AT&T Moves Closer to Gobbling Up HBO, CNN

Trump Administration is in talks on how to make the merger work, according to Bloomberg report

AT&T is moving closer to winning approval from the Trump Administration for its proposed $85.4-purchase of Time Warner, according a report by Bloomberg News.

Department of Justice anti-trust lawyers reportedly opened talks with both the telecom giant and Time Warner about possible requirements for the merger to minimize the potential harm to competitors, the Bloomberg report said.

“The early-stage discussions suggest that government lawyers have nearly finished their months-long look at how AT&T, the biggest pay-TV distributor, would reshape the media landscape with its bid for the owner of CNN and HBO — and shows that the sides have moved on to talking about how they can make the merger work without harming rivals,” the report said.

AT&T believes its economic future must include in providing consumers with news, sports and entertainment on cell phones and other mobile devices, where consumers increasingly get their news and entertainment through a variety of sources, including SnapChat, a favorite of America’s youth.

Last month, Time Warner inked a deal with Snap Inc. — parent company of popular cell phone messaging app Snapchat —  to invest $100 million in Snap to partner with Warner Bros. studio for as many as 10 shows to be shown in Snap.

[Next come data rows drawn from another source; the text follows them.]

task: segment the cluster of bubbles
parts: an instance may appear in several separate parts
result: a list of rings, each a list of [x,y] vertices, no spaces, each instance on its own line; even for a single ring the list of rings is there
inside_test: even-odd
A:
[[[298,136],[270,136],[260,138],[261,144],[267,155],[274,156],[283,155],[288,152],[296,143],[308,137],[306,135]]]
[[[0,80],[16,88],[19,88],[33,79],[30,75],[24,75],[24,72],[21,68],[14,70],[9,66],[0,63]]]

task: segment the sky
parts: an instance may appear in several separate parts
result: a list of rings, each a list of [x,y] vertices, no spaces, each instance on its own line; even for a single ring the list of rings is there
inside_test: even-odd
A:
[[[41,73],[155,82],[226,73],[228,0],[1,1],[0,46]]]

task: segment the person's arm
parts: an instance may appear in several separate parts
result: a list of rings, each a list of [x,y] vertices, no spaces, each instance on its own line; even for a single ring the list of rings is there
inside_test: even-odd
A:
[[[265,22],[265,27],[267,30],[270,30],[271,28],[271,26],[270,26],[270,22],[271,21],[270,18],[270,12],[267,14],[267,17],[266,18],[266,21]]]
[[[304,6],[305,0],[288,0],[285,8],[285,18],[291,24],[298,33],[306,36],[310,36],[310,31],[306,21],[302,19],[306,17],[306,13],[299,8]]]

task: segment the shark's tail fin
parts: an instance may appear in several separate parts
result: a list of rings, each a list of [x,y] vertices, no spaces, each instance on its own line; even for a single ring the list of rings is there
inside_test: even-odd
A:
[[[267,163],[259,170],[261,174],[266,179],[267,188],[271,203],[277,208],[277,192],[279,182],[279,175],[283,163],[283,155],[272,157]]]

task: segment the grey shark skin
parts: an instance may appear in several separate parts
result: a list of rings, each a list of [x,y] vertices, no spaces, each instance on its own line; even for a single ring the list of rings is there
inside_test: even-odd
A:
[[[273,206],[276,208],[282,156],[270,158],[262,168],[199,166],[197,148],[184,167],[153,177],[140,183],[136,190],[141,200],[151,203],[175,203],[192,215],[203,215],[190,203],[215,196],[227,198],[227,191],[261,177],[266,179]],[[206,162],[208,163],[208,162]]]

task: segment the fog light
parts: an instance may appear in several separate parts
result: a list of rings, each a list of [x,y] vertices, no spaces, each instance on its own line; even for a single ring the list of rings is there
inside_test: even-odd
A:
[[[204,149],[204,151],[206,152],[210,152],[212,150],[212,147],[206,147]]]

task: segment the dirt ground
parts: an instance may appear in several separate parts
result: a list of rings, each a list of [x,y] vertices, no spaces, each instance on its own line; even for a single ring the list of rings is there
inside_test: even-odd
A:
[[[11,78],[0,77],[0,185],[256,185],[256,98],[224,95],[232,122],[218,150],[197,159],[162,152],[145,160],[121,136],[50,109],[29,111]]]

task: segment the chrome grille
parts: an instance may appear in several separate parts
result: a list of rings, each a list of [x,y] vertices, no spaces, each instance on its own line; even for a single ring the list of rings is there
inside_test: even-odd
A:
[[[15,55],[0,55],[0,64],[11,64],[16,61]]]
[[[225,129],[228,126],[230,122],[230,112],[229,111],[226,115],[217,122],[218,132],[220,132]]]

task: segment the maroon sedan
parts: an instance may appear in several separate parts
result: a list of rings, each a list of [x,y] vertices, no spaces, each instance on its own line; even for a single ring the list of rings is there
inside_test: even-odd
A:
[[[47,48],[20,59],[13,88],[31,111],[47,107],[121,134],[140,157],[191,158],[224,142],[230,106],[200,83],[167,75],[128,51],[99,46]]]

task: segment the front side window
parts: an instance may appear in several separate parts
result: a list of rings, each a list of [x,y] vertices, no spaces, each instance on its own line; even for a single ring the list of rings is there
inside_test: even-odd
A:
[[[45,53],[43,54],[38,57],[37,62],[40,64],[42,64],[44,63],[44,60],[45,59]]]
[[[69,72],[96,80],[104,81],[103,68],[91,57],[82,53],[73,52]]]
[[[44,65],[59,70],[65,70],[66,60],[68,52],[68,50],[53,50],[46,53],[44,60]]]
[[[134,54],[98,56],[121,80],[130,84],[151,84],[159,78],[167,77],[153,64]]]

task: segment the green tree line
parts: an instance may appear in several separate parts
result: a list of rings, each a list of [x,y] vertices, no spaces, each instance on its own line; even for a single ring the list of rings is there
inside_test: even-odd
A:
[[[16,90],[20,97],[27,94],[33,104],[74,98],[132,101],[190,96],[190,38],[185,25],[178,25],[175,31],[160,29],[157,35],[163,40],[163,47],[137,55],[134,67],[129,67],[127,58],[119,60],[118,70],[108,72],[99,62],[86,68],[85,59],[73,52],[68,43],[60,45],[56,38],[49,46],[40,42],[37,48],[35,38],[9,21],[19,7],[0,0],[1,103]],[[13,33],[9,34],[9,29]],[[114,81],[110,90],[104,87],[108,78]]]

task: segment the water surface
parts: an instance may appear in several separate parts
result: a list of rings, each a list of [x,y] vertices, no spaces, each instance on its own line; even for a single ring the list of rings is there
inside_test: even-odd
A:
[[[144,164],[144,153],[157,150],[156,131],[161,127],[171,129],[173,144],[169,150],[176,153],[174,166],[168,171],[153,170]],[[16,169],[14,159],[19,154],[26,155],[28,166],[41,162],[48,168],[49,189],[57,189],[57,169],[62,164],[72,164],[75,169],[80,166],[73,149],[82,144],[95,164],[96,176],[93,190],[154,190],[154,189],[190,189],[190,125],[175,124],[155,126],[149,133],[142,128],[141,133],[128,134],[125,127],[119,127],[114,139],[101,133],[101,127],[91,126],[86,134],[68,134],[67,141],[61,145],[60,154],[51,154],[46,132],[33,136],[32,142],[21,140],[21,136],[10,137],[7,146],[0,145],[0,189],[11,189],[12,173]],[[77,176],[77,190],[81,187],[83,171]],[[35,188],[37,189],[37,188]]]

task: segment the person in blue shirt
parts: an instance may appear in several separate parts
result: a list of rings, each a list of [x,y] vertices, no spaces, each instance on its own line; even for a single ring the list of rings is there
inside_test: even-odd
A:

If the telecom giant distribution succeeds in buying Time Warner, it will be able to provide its wireless phone subscribers and satellite TV subscribers with Time Warner’s cable programing, including HBO’s “Game of Thrones” and “Last Night Tonight with John Oliver,” CNN’s cable news, and other content from Cartoon Network, TNT, Turner Broadcasting Systems, Warner Bros and NBA TV.

AT&T has 21 million subscribers to its DirecTV satellite television service and four million U-verse TV subscribers. It also has  134 million cell phone subscribers.

Although the deal seems to be moving closer to government approval, it is uncertain what role, if any, will be played by President Trump.  Last year, he made a populist pledge to block the merger.

“As an example of the power structure I’m fighting, AT&T is buying Time Warner and thus CNN, a deal we will not approve in my administration because it’s too much concentration of power in the hands of too few,” Trump said during an October 2016 speech.

As President, Trump has repeatedly bashed CNN and its chief Jeff Zucker. There are conflicting reports about whether the White House will try to pressure AT&T to fire Zucker if the deal goes through.

“White House advisers have discussed a potential point of leverage over their adversary” — CNN, according to the New York Times, which quoted an unnamed “senior administration official.”

The Washington Post said that Trump’s role in the merger is “a wild card.”

But a CNN spokesman told TheWrap that Zucker is “absolutely not” in danger of losing his job.

Democrats, consumer groups, and competitors in both the pay-TV industry and media industry have expressed concern that the merger might allow AT&T to give preferential treatment to HBO, CNN, and other Time Warner media companies, which would hurt other content-providers.

The merger also would give AT&T Time Warner’s 10 percent ownership in Hulu, which streams television shows and other content, which is now owned by Time Warner.

The deal also would put AT&T in competition with Comcast, a cable provider that bought NBCUniversal in 2011 with approval of the Obama administration’s anti-trust unit.

The Time Warner-AT&T merger does not involve Time Warner Cable, which is owned by Charter and now called Spectrum.